Das Batteriesystem ist die zentrale Komponente eines Elektroautos. Partner aus Forschung und Industrie demonstrieren nun im Projekt CoolBat, wie innovative Konstruktionsprinzipien, Materialien und Produktionsverfahren dazu beitragen können, Gehäuse für diese Batteriesysteme klimafreundlich herzustellen und zugleich bessere Gebrauchseigenschaften zu integrieren. Die Batteriegehäuse werden dabei leichter und sparen bis zu 15 Prozent Kohlendioxid (CO2) – und das bei höherer Leistung des Batteriesystems, schnellerem Laden sowie mehr Reichweite.
Darüber hinaus soll die Herstellung der Batteriegehäuse im Vergleich zu bisher angewandten Verfahren deutlich effizienter werden. Elektromobilität und Klimaschutz können damit weiter an Fahrt gewinnen. Koordiniert wird das Vorhaben vom Fraunhofer-Institut für Werkzeugmaschinen und Umformtechnik IWU.
Reichweite und Ladeleistung entscheiden wesentlich über die Akzeptanz der Elektromobilität bei Kundinnen und Kunden. Die Wettbewerbsfähigkeit der herstellenden Unternehmen hängt letztlich davon ab.
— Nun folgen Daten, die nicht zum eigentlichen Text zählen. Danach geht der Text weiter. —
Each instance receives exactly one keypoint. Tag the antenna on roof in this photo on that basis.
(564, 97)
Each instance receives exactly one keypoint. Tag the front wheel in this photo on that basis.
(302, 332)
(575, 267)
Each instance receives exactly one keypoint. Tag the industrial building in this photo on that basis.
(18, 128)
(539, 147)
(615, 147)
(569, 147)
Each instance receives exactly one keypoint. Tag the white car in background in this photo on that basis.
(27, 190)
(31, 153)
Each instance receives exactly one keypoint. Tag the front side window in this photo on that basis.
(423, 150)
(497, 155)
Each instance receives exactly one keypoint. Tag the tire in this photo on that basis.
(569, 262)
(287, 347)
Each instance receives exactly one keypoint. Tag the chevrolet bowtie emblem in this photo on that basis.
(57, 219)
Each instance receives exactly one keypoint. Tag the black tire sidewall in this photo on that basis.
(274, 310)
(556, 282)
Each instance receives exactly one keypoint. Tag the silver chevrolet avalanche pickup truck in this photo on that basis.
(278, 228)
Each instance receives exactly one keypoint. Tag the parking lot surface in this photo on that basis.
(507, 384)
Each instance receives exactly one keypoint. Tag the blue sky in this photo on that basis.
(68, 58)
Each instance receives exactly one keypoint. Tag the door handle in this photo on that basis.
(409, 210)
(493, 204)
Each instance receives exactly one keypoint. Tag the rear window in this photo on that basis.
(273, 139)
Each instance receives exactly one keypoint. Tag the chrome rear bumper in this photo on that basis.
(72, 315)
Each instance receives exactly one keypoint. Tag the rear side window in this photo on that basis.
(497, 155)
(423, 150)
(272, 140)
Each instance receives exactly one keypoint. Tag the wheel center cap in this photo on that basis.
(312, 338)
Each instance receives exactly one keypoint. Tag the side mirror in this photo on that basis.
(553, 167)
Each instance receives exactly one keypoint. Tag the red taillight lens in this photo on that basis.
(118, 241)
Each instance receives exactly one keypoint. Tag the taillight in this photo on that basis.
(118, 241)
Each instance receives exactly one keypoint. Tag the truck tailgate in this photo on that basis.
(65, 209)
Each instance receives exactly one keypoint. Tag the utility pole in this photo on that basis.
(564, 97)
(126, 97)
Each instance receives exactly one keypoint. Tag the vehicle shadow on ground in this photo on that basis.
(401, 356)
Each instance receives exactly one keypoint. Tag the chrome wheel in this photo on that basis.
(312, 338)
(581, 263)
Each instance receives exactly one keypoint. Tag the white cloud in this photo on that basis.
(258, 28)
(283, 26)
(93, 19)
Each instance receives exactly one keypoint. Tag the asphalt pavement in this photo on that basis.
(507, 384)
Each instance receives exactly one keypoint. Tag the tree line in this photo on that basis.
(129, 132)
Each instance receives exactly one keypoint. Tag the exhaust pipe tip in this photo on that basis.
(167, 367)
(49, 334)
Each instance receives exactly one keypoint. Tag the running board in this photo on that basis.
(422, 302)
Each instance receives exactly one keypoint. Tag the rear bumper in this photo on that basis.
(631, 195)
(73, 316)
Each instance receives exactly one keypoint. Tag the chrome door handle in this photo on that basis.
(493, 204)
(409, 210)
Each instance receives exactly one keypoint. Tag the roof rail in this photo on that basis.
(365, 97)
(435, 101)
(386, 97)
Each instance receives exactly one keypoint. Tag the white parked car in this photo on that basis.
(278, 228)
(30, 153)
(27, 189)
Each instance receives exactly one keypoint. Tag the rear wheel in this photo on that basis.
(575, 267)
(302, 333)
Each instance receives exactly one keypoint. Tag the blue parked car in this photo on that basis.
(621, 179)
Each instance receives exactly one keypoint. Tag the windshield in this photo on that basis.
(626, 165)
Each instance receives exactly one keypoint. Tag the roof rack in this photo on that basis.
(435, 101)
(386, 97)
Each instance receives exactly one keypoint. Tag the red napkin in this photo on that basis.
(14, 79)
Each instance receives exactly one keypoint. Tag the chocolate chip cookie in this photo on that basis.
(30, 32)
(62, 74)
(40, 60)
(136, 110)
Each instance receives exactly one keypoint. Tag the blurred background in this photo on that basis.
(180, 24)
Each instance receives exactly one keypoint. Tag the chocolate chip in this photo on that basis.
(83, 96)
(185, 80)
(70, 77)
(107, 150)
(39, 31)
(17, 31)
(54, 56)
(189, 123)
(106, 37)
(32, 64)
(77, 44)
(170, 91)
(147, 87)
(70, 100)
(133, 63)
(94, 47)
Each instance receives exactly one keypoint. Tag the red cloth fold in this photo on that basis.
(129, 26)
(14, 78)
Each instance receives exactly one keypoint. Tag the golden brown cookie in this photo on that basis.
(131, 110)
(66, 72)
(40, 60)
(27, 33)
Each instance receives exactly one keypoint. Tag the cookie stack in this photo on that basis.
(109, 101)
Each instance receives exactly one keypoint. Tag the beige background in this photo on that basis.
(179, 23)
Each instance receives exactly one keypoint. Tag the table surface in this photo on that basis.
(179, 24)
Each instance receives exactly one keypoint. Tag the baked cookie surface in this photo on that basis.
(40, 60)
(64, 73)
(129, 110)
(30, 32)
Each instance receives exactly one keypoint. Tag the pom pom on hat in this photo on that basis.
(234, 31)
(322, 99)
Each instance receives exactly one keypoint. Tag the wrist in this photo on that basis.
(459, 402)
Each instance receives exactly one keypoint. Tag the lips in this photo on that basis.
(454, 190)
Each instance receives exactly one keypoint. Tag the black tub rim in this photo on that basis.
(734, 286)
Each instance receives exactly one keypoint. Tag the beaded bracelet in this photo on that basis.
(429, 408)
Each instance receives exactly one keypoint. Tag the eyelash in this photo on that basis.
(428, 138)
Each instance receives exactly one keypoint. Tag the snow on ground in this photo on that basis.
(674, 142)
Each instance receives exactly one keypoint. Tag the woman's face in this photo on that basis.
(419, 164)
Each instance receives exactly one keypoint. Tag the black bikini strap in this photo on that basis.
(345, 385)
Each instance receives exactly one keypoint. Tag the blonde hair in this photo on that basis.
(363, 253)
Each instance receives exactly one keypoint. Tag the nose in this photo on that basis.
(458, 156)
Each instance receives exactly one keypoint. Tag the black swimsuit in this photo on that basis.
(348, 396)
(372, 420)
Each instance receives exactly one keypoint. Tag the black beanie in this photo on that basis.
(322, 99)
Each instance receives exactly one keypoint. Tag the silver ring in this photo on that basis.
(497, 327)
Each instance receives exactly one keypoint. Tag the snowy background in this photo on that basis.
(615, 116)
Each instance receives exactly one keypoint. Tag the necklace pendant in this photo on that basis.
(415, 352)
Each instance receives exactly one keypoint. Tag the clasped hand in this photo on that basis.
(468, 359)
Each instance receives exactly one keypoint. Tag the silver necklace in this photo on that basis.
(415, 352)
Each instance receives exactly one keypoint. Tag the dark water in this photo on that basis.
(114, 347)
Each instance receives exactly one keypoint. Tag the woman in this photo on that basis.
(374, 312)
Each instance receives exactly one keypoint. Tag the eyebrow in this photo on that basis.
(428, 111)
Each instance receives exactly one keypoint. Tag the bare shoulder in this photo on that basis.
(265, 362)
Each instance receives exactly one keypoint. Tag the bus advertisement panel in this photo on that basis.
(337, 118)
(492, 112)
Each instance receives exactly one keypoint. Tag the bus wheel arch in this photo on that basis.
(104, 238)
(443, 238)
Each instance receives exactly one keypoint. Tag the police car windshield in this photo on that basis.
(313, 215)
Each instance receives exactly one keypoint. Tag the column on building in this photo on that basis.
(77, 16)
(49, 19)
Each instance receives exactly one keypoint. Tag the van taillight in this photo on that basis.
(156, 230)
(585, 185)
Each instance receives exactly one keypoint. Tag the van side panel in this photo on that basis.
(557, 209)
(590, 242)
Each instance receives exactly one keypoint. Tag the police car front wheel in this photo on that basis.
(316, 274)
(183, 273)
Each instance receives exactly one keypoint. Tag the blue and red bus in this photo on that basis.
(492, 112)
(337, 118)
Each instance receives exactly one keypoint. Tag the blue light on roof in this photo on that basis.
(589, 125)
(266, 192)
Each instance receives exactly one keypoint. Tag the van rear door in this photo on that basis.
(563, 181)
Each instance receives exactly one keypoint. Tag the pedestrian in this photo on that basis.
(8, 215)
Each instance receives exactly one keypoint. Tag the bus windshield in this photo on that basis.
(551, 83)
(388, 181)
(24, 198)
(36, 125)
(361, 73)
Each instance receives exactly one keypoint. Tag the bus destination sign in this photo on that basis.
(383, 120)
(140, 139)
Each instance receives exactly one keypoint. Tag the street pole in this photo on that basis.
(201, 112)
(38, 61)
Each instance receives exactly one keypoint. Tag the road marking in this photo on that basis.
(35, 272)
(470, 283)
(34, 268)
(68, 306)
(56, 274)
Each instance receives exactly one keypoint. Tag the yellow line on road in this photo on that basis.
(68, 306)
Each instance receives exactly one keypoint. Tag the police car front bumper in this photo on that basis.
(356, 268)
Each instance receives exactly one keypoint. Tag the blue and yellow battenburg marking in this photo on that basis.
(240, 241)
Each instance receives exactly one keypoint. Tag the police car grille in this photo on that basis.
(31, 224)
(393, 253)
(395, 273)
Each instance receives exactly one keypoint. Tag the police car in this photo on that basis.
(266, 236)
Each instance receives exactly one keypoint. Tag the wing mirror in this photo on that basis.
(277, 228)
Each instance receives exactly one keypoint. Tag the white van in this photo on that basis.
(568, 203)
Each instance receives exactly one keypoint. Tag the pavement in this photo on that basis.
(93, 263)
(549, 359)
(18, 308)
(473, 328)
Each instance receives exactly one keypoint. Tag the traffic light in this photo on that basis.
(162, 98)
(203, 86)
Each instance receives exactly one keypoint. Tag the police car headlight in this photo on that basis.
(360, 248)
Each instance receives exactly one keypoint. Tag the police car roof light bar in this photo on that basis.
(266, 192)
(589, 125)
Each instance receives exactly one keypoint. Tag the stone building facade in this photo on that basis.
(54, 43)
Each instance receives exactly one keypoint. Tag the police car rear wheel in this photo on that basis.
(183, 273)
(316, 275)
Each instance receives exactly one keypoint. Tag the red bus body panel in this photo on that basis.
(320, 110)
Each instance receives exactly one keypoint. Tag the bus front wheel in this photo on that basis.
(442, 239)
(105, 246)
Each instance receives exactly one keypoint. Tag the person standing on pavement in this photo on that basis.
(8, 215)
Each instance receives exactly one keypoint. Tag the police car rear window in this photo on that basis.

Wichtige Elemente eines Batteriesystems für Elektroautos sind nicht nur das Batteriemodul selbst mit seinen Zellen, sondern ebenso das Gehäuse mit Strukturen zur Lastverteilung und Temperaturregulierung, Rahmen, Deckeln sowie Bodenplatten, die in ihrer Gesamtheit vor Überhitzung schützen müssen und bei Unfällen Beschädigungen des Batteriekerns abwenden sollen.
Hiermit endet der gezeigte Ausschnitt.